As the two leaders were to meet at a regional summit in Saint Petersburg, the European Union`s foreign policy chief, Javier Solana, was to visit the separatist Georgian region of Abkhazia to assess the situation on the ground.
Medvedev`s meeting with Saakashvili was seen as his toughest test yet since coming to office on May 7, the first time he has got closely involved as president in one of the thorniest issues in Russian foreign policy.
"The summit will be a real baptism of fire," also because of expected tough talks with his Ukrainian counterpart and the leaders of energy-rich Central Asian states, the Kommersant daily said.
Saakashvili warned last month that tensions with Russia over Abkhazia, which broke from Georgia in a conflict in the early 1990s and is now backed by the Kremlin, had brought his country close to war.
Ahead of the talks, Saakashvili said he would ask Medvedev to revoke an order signed by his Kremlin predecessor Vladimir Putin in April that aims to boost economic ties between Russia and separatist Abkhazia.
In another move unlikely to please the Russian side, Saakashvili also said he would seek to secure the departure of Russian peacekeepers posted in the region, who are accused by Georgia of supporting the separatists.
"The meeting is important to build personal relations. Putin and Saakashvili just did not get on and the Georgian president wants to get off to a good start," a Russian foreign ministry official was quoted by Kommersant as saying.
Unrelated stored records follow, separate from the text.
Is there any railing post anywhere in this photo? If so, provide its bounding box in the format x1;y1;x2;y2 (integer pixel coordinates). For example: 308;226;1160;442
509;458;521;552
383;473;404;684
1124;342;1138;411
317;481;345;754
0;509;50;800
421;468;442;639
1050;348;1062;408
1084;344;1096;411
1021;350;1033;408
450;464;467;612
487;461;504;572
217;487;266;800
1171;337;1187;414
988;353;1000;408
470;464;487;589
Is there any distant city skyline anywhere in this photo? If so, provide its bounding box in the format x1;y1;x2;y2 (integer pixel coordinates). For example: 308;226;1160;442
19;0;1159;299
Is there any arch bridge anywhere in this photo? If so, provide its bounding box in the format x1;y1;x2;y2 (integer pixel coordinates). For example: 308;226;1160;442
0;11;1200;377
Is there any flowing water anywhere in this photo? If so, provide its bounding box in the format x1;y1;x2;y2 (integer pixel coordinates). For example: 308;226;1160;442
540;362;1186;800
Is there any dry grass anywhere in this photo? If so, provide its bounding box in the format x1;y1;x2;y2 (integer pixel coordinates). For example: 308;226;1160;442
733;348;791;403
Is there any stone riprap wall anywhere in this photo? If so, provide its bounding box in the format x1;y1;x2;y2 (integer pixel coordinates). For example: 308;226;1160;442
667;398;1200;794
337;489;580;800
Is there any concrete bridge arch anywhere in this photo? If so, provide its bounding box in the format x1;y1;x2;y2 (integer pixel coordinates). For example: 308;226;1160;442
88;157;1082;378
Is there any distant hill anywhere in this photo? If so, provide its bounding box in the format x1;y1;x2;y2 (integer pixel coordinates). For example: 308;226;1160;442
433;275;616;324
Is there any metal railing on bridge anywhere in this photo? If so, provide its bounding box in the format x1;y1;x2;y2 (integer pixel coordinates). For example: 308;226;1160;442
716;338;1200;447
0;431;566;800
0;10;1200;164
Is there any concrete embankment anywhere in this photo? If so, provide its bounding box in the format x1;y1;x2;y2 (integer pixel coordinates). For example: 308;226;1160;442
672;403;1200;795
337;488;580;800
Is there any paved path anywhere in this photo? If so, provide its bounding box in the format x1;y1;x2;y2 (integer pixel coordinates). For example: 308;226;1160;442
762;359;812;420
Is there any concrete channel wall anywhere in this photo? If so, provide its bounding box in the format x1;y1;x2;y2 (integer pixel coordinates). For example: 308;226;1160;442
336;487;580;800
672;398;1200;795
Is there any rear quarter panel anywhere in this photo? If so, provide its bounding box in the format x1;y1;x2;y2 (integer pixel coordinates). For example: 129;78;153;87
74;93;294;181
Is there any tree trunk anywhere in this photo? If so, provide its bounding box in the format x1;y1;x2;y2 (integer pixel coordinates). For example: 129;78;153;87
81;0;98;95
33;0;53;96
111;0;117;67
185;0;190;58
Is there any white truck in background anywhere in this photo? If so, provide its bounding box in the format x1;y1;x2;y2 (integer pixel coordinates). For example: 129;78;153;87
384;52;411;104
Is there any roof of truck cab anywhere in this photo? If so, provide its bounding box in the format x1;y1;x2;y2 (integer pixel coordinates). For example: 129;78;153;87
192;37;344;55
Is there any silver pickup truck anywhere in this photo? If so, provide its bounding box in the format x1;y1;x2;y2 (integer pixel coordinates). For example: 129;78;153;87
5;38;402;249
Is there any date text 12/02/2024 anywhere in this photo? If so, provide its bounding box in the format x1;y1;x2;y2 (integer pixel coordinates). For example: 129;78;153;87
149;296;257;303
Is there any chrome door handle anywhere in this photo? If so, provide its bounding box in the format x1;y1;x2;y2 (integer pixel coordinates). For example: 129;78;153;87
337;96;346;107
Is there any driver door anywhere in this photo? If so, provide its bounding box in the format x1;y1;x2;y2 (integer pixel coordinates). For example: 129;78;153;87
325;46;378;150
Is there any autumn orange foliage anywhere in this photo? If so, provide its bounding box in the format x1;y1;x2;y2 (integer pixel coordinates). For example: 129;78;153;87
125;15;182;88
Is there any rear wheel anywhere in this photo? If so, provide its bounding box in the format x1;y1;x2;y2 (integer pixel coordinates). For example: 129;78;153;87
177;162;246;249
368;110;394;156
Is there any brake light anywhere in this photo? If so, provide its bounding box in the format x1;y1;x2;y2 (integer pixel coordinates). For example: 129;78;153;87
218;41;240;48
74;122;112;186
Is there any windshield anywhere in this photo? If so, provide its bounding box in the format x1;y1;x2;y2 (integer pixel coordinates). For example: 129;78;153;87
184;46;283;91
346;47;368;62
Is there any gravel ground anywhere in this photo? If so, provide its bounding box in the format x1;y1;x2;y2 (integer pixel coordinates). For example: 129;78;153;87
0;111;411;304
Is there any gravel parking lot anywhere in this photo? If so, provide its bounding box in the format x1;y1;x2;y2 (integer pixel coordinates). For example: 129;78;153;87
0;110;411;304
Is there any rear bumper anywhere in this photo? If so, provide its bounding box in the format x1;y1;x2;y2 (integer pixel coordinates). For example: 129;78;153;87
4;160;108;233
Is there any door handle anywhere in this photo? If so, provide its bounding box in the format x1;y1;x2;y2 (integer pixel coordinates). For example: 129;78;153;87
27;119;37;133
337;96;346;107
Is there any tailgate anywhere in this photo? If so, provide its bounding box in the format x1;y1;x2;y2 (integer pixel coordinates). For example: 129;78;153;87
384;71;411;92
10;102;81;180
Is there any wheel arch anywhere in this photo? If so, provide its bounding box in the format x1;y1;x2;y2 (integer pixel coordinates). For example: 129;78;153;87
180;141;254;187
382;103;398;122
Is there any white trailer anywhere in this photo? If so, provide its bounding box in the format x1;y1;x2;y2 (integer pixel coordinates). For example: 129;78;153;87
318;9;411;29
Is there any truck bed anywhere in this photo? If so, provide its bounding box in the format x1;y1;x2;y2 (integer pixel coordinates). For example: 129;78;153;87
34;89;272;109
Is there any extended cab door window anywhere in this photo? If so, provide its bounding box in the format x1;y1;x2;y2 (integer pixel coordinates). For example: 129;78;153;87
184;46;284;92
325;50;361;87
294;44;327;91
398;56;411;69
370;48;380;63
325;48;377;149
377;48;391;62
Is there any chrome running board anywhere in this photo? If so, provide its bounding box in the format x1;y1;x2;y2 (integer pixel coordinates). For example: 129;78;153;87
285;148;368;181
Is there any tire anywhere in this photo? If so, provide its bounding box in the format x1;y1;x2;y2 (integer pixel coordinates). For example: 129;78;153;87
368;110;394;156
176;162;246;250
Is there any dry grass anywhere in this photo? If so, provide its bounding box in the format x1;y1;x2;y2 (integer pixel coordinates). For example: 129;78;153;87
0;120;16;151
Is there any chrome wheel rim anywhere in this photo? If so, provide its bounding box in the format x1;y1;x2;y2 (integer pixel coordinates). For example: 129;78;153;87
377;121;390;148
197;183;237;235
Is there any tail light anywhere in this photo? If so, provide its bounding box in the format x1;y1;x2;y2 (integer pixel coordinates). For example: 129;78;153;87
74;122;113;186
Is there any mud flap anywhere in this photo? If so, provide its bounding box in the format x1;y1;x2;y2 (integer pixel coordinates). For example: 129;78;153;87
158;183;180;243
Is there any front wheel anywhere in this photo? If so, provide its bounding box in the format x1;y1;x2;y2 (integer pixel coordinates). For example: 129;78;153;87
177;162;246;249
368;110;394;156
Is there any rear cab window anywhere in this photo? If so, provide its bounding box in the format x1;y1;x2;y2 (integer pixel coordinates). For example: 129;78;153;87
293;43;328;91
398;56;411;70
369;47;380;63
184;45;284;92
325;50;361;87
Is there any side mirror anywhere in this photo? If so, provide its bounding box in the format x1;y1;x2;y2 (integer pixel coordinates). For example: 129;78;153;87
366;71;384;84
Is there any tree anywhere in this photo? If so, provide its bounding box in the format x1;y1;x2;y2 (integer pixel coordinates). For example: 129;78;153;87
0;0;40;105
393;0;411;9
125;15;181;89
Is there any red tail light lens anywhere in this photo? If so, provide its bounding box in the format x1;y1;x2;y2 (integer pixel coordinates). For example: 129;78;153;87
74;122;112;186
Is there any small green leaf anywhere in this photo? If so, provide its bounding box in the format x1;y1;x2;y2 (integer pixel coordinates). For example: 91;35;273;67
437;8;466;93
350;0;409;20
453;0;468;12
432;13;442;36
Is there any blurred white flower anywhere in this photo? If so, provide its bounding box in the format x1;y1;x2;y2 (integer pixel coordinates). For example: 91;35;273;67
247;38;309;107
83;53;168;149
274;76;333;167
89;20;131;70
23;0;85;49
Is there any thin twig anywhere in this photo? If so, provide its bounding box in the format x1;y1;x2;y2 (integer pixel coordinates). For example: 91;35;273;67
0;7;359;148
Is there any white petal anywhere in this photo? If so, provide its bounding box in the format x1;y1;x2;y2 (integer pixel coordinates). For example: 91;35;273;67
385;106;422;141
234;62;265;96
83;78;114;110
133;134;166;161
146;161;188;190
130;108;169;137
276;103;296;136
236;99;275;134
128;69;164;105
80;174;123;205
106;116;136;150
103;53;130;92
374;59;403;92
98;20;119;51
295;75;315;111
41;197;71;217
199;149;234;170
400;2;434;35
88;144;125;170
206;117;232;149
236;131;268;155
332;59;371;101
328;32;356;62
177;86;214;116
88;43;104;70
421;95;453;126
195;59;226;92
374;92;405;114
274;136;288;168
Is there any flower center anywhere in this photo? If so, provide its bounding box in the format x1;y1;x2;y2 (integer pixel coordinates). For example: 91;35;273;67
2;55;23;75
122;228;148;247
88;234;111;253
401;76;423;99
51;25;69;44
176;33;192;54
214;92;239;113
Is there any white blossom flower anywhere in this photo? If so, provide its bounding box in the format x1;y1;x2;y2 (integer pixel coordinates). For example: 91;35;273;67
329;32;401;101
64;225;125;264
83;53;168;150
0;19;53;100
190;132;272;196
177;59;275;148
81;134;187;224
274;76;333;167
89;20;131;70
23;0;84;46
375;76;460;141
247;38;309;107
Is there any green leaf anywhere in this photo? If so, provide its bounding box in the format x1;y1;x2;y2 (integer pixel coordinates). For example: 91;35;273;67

But analysts said any progress was unlikely, even though Medvedev called for "constructive cooperation" with Georgia last month, while Saakashvili said he hoped for an end to the "megaphone diplomacy."
"I think the most that Medvedev and Saakashvili can do at the moment is to agree to restore the status quo and to keep that for a while," Dmitry Oreshkin, an independent political analyst, told Echo of Moscow radio earlier this week.
Behind the conflict over Abkhazia lies Georgia`s bid to join NATO under the pro-Western Saakashvili.
Russian strongly opposes what it regards as NATO encroachment in ex-Soviet countries once under Moscow`s rule.
Medvedev and Saakashvili discussed Abkazia by telephone on Tuesday, with the Russian leader outlining Moscow`s reasons for deploying extra troops at the start of this month, the Kremlin said.
Georgia has also accused Russia of shooting down one of its spy planes over Abkhazia in April, a claim backed up by a UN report. Georgia is also unhappy with a Russian ban on Georgian food imports.
Russia has in turn accused Georgia of preparing to attack rebel Abkhazia.
Medvedev was also due to hold bilateral talks with other leaders at the summit of the Commonwealth of Independent States (CIS), a loose grouping of 12 former Soviet republics traditionally dominated by Moscow.
Kommersant said his talks with Ukrainian President Viktor Yushchenko would be "complicated" after the Ukrainian leader called for the Russian navy to move out of the port of Sevastopol in southern Ukraine by 2017.
"Relations with Ukraine are a really big headache and we hope that the first one-on-one meeting between the two presidents will smooth out the situation," Kommersant quoted a Kremlin official as saying ahead of the talks.
Kommersant said the Kremlin was also concerned by the West`s efforts to secure energy imports from Central Asian states such as Turkmenistan, a gas-rich state that relies on Russia for virtually all of its export routes.